On Sep 30, 2004, at 9:25 AM, Bill Moseley wrote:
> On Thu, Sep 30, 2004 at 08:51:35AM -0700, Aaron Levitt wrote:
>> I began the indexing approximately 72 hours ago, and it hasn't ended
>> yet. It is running on a G3 450Mhz machine with 576Mb of RAM. I can
>> see swish-e hitting my webserver, and the .temp database seems to
>> continue to grow. I ran the indexer with the following command:
>> ./bin/swish-e -S prog -c swish.conf.
>
> Are you using the -e option? If not you have likely run out of RAM,
> or at least the hash tables are getting so big that indexing has
> slowed way down. Did you look at free(1) and vmstat(8) and other
> tools to see how your machine is holding up?
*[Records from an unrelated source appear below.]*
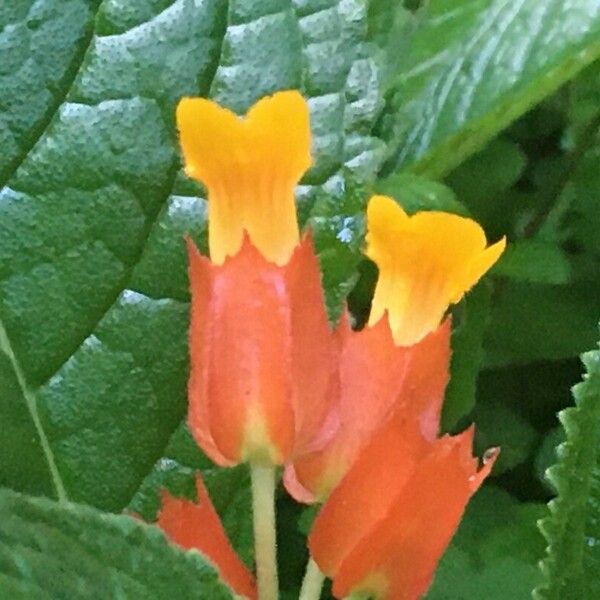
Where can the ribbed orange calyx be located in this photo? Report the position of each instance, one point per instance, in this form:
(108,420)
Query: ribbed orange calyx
(250,166)
(197,526)
(426,262)
(375,378)
(387,524)
(261,356)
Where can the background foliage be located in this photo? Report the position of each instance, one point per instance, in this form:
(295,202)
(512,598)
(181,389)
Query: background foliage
(488,108)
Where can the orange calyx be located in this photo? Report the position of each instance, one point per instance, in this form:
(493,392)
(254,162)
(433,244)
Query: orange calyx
(426,262)
(250,166)
(385,527)
(376,378)
(197,526)
(261,356)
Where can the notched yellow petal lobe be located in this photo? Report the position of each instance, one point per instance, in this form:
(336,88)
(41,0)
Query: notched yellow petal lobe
(426,262)
(250,166)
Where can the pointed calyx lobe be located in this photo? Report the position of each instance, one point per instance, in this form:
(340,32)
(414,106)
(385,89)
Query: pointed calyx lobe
(375,378)
(261,356)
(384,528)
(197,526)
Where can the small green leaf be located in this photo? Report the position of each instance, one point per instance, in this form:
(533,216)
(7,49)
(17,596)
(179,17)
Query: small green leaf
(572,568)
(54,551)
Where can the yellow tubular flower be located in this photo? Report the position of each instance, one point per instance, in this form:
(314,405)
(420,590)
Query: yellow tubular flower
(426,262)
(250,166)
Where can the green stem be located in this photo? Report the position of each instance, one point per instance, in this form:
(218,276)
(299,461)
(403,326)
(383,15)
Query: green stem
(313,582)
(263,507)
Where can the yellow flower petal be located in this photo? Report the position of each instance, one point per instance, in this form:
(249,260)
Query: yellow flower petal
(250,166)
(426,262)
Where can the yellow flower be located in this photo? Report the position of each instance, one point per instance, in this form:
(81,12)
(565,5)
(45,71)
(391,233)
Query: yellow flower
(426,262)
(250,166)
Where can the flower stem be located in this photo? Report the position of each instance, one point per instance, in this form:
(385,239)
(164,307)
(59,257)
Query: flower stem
(263,507)
(313,582)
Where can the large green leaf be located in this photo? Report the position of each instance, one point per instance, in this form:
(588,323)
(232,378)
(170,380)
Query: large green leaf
(93,286)
(572,567)
(473,66)
(42,45)
(534,322)
(51,551)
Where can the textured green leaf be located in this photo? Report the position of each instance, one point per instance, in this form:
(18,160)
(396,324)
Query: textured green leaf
(473,66)
(49,551)
(42,45)
(416,193)
(93,285)
(572,567)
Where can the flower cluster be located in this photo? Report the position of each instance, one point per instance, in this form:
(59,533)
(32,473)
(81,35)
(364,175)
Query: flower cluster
(353,417)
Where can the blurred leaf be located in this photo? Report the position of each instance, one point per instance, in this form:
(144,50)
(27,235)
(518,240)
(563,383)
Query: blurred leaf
(572,567)
(415,193)
(534,322)
(484,175)
(93,285)
(534,261)
(52,551)
(585,202)
(476,65)
(337,224)
(470,321)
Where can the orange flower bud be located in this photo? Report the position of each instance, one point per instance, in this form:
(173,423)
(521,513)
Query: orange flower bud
(197,526)
(375,378)
(261,356)
(384,528)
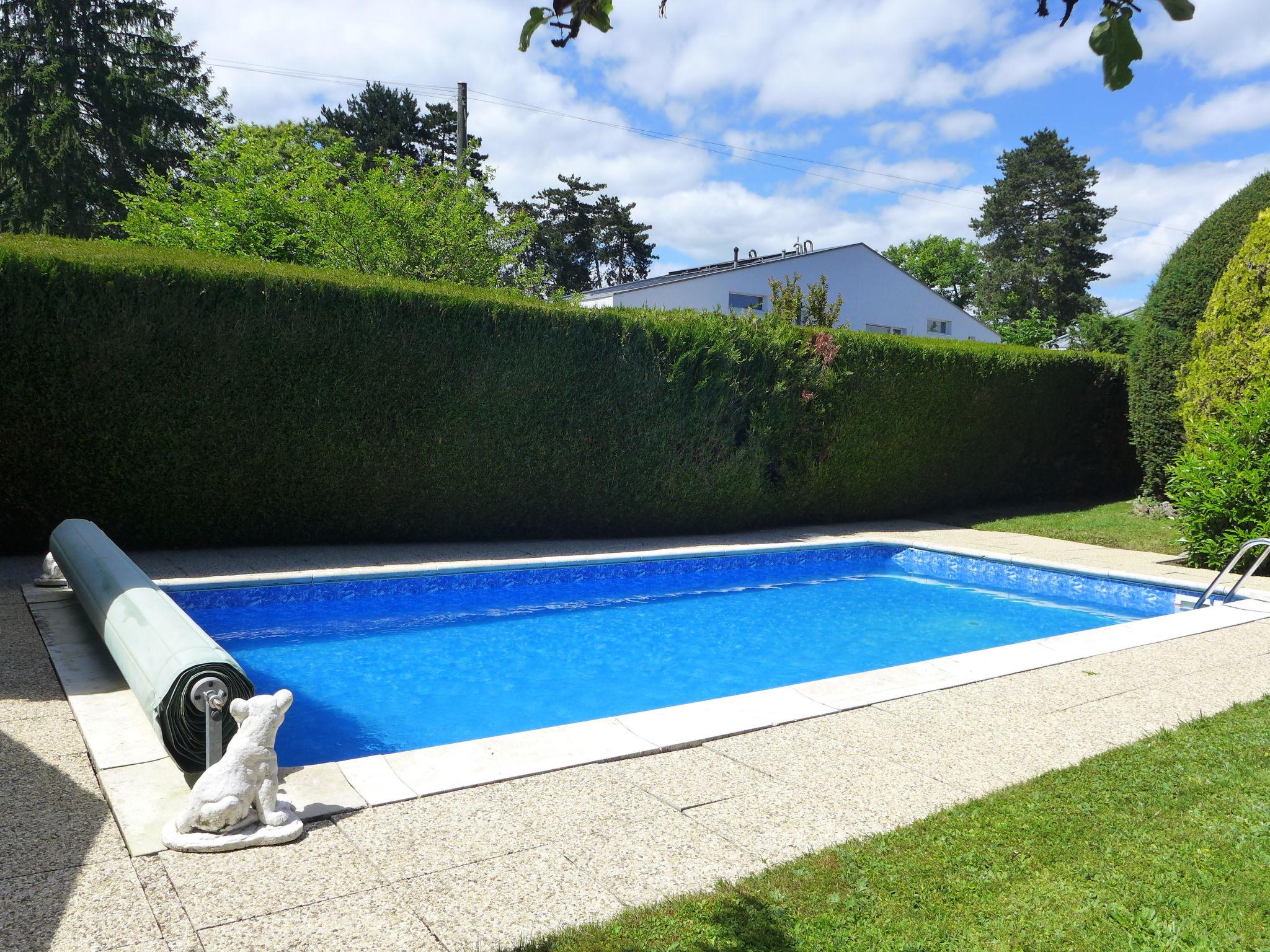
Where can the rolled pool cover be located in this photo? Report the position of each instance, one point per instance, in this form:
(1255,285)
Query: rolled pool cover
(161,651)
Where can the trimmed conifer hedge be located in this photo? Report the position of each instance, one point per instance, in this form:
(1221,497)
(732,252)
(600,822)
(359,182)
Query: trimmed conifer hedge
(1221,482)
(192,400)
(1168,324)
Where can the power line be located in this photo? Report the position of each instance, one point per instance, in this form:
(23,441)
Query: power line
(724,149)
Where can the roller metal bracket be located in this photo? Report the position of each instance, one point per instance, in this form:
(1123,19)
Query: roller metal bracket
(210,696)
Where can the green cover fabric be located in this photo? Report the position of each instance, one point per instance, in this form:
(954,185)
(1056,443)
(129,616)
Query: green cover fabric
(161,651)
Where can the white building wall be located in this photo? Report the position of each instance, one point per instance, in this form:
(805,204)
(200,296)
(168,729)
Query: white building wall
(873,289)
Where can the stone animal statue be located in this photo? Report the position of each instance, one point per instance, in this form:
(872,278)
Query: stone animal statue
(243,786)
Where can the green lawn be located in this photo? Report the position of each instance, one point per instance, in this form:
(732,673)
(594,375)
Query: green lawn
(1163,844)
(1098,523)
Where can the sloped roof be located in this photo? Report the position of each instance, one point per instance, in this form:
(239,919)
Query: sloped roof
(686,273)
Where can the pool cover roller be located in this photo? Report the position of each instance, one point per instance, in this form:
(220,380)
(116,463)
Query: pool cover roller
(161,651)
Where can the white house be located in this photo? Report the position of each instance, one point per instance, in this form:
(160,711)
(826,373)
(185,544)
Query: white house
(876,294)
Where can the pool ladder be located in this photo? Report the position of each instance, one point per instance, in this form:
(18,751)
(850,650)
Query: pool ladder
(1235,560)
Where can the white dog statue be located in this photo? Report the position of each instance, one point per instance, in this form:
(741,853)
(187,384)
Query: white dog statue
(235,803)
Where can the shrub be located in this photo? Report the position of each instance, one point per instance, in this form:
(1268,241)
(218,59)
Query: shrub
(1231,352)
(1221,483)
(182,399)
(1105,333)
(1168,323)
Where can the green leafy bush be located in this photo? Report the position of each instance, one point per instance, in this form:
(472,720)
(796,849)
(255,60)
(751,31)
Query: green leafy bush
(300,193)
(1221,483)
(1168,324)
(1231,353)
(183,399)
(1105,333)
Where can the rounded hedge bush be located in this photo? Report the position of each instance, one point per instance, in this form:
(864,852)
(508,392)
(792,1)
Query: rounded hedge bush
(1168,324)
(1221,483)
(1231,353)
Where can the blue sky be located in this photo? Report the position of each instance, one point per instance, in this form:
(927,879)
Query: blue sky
(894,89)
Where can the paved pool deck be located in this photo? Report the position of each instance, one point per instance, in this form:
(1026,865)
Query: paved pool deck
(498,863)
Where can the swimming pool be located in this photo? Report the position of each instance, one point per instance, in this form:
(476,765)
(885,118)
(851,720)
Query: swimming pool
(393,664)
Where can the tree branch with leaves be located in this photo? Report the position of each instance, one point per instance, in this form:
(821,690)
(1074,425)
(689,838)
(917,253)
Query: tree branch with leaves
(1113,37)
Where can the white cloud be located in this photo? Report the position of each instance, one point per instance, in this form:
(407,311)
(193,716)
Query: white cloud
(1036,58)
(755,140)
(1241,110)
(826,58)
(898,135)
(1226,38)
(964,125)
(1176,197)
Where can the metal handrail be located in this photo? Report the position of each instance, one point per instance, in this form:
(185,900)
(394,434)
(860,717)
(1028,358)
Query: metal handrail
(1235,560)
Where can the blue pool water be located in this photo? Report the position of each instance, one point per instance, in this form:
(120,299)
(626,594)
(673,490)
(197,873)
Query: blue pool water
(394,664)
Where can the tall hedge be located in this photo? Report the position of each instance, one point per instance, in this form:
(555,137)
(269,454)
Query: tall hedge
(1231,352)
(1168,324)
(191,400)
(1221,482)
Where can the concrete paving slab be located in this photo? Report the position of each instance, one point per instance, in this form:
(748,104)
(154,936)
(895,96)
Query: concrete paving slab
(666,857)
(690,724)
(319,791)
(690,777)
(375,920)
(435,833)
(144,798)
(375,781)
(223,888)
(575,803)
(54,815)
(779,828)
(504,902)
(84,909)
(849,691)
(475,762)
(177,931)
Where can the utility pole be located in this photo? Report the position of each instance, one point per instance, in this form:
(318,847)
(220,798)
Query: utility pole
(461,139)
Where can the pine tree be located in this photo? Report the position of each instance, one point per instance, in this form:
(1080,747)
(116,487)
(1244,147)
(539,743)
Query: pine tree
(380,121)
(1042,229)
(92,94)
(585,242)
(388,122)
(623,249)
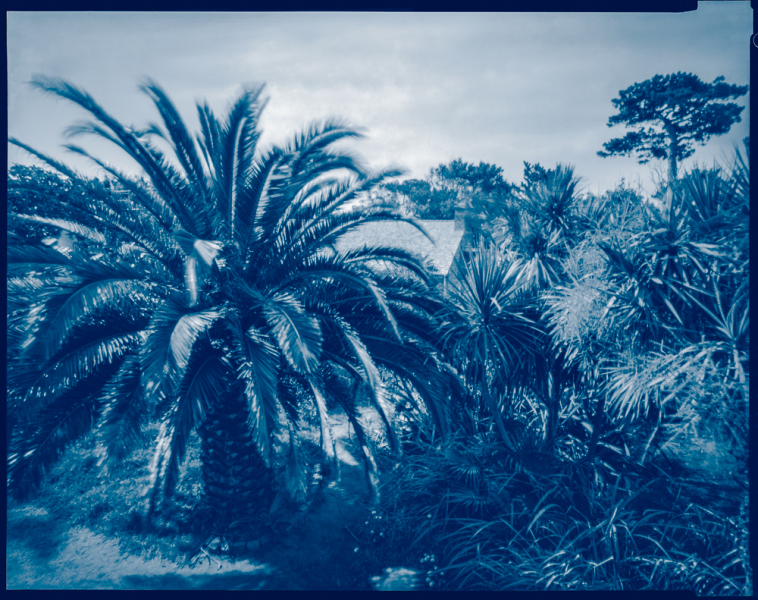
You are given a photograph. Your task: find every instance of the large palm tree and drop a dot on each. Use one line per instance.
(211, 296)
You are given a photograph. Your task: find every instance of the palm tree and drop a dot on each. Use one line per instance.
(223, 295)
(490, 333)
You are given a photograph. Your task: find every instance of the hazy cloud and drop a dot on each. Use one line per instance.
(497, 87)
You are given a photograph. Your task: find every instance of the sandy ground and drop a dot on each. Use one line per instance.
(323, 553)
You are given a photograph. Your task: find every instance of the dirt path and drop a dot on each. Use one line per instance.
(321, 552)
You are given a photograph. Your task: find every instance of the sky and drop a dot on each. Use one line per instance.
(426, 88)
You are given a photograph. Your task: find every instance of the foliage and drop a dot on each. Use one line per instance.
(228, 286)
(445, 188)
(682, 109)
(493, 528)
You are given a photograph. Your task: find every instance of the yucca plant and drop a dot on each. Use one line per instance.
(490, 333)
(208, 291)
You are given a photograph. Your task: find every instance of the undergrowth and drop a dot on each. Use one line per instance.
(467, 519)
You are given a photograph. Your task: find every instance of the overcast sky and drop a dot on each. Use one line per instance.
(427, 87)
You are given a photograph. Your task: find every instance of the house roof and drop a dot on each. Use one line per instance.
(404, 236)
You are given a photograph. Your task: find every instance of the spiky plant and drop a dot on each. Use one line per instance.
(205, 287)
(490, 332)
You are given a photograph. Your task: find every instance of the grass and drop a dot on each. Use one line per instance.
(576, 527)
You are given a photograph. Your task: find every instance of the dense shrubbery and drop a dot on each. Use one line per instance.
(644, 484)
(570, 414)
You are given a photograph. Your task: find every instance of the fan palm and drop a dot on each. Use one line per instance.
(214, 289)
(490, 331)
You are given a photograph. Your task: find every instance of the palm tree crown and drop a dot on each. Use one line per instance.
(207, 292)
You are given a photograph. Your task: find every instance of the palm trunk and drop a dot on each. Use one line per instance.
(237, 481)
(492, 404)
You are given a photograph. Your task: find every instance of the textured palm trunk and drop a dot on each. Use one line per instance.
(492, 404)
(237, 482)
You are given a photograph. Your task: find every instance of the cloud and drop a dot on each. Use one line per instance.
(428, 87)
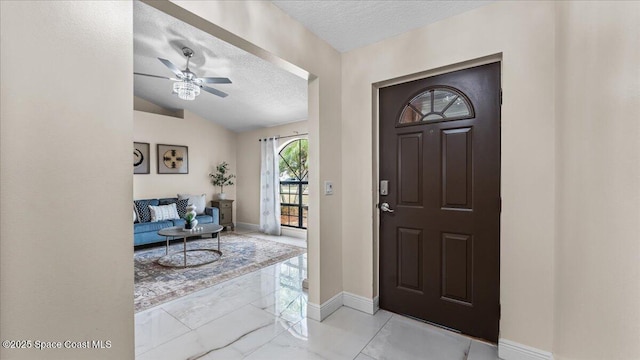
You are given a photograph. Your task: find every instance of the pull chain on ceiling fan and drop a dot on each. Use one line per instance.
(188, 85)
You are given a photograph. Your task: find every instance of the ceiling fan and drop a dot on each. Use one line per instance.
(188, 85)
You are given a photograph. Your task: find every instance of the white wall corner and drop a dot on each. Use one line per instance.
(366, 305)
(320, 312)
(313, 311)
(511, 350)
(247, 226)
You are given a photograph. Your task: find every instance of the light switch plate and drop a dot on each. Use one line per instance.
(328, 188)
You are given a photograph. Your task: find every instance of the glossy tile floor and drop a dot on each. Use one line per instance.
(262, 315)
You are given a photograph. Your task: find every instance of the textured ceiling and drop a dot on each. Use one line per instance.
(350, 24)
(261, 94)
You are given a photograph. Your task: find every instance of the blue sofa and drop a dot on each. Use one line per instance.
(147, 232)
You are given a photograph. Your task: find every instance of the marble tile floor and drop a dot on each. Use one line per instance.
(262, 315)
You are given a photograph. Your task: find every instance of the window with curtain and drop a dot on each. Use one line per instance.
(294, 184)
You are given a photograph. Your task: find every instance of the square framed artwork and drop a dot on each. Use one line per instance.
(141, 158)
(173, 159)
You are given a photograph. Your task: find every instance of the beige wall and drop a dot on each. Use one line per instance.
(264, 30)
(66, 264)
(209, 145)
(523, 33)
(248, 153)
(598, 176)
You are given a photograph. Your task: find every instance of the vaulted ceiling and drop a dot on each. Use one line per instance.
(262, 94)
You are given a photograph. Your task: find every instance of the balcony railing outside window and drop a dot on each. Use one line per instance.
(294, 203)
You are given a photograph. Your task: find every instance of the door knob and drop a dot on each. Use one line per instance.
(385, 207)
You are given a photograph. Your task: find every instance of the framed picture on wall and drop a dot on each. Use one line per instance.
(173, 159)
(141, 158)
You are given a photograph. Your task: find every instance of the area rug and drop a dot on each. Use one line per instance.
(156, 284)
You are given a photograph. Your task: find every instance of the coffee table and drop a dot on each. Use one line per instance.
(180, 232)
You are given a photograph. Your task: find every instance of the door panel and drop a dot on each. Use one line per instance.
(410, 169)
(439, 250)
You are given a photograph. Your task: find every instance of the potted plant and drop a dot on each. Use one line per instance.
(190, 218)
(222, 178)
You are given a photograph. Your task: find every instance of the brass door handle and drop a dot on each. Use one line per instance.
(385, 207)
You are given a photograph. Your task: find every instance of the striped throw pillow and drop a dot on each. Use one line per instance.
(163, 212)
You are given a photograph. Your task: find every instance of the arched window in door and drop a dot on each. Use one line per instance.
(294, 183)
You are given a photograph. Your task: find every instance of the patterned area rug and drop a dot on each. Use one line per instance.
(156, 284)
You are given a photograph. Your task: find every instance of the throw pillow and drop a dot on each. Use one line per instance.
(142, 210)
(199, 201)
(181, 205)
(163, 212)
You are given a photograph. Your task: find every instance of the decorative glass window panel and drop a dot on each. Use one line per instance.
(436, 104)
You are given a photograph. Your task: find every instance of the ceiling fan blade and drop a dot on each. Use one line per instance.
(159, 77)
(172, 67)
(214, 91)
(210, 80)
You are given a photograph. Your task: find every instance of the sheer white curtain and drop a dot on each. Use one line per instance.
(269, 187)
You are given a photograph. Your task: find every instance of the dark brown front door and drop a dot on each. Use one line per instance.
(440, 153)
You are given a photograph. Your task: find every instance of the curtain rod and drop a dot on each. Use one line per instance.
(283, 137)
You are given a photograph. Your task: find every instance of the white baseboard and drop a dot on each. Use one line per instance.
(320, 312)
(357, 302)
(296, 233)
(511, 350)
(247, 226)
(360, 303)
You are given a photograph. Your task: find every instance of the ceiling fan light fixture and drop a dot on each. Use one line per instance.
(186, 90)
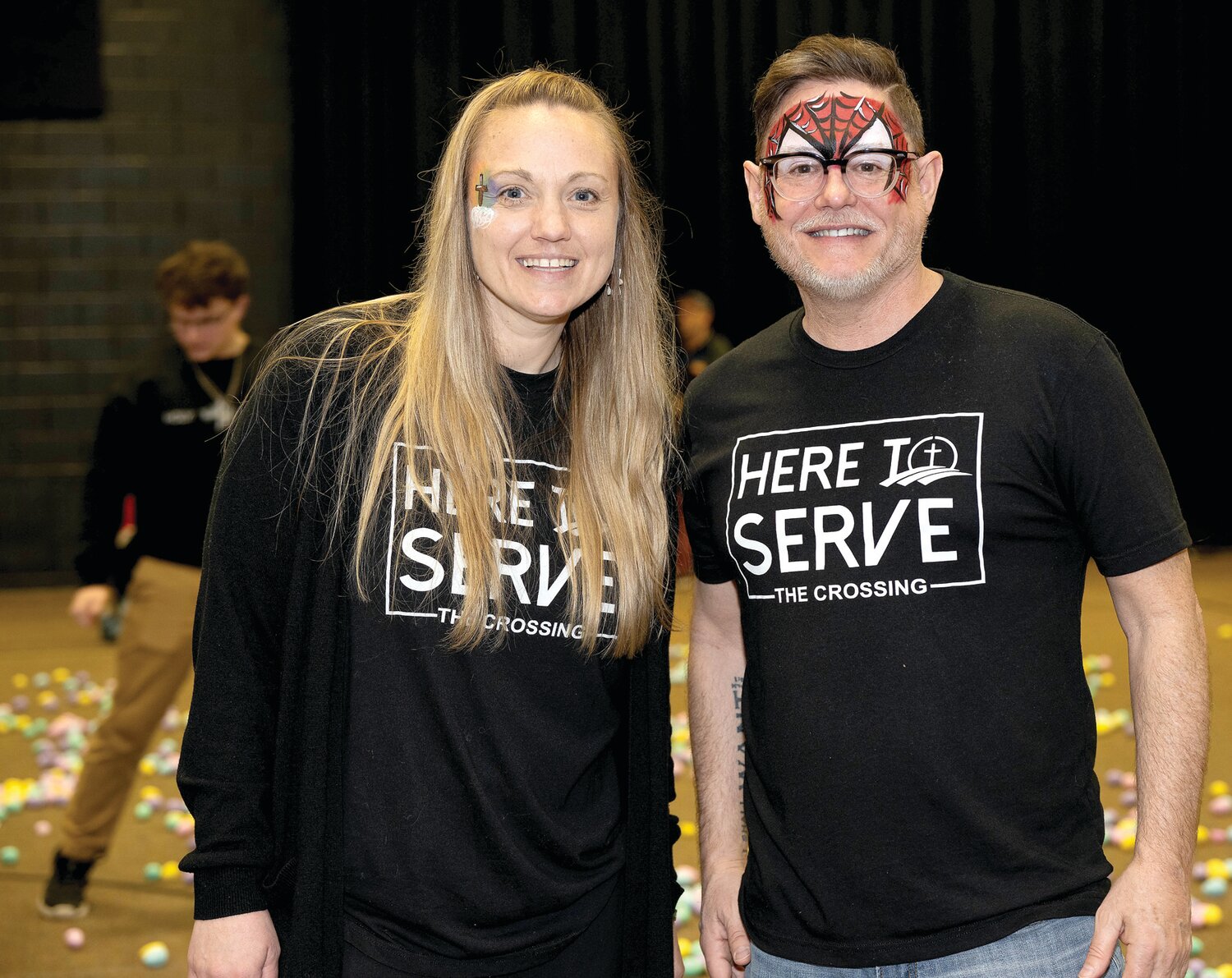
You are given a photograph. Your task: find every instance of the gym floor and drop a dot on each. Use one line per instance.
(49, 668)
I didn't use the -e option. My available RAM hovered around 20Mb for
the last 24 hours or so, but it didn't actually die, but I think you
are right about it slowing down. ;)
> Did you test things out with smaller sets of files first?
Initially, I tried to get it to index a smaller set of files, but I
can't alter my current robots.txt, and FileRules/FileMatch doesn't seem
to work with the spider.pl script (unless I missed something). If you
have a suggestion on how to get spider.pl to only index certain dirs, I
would appreciate it. This way I can also run seperate indexes.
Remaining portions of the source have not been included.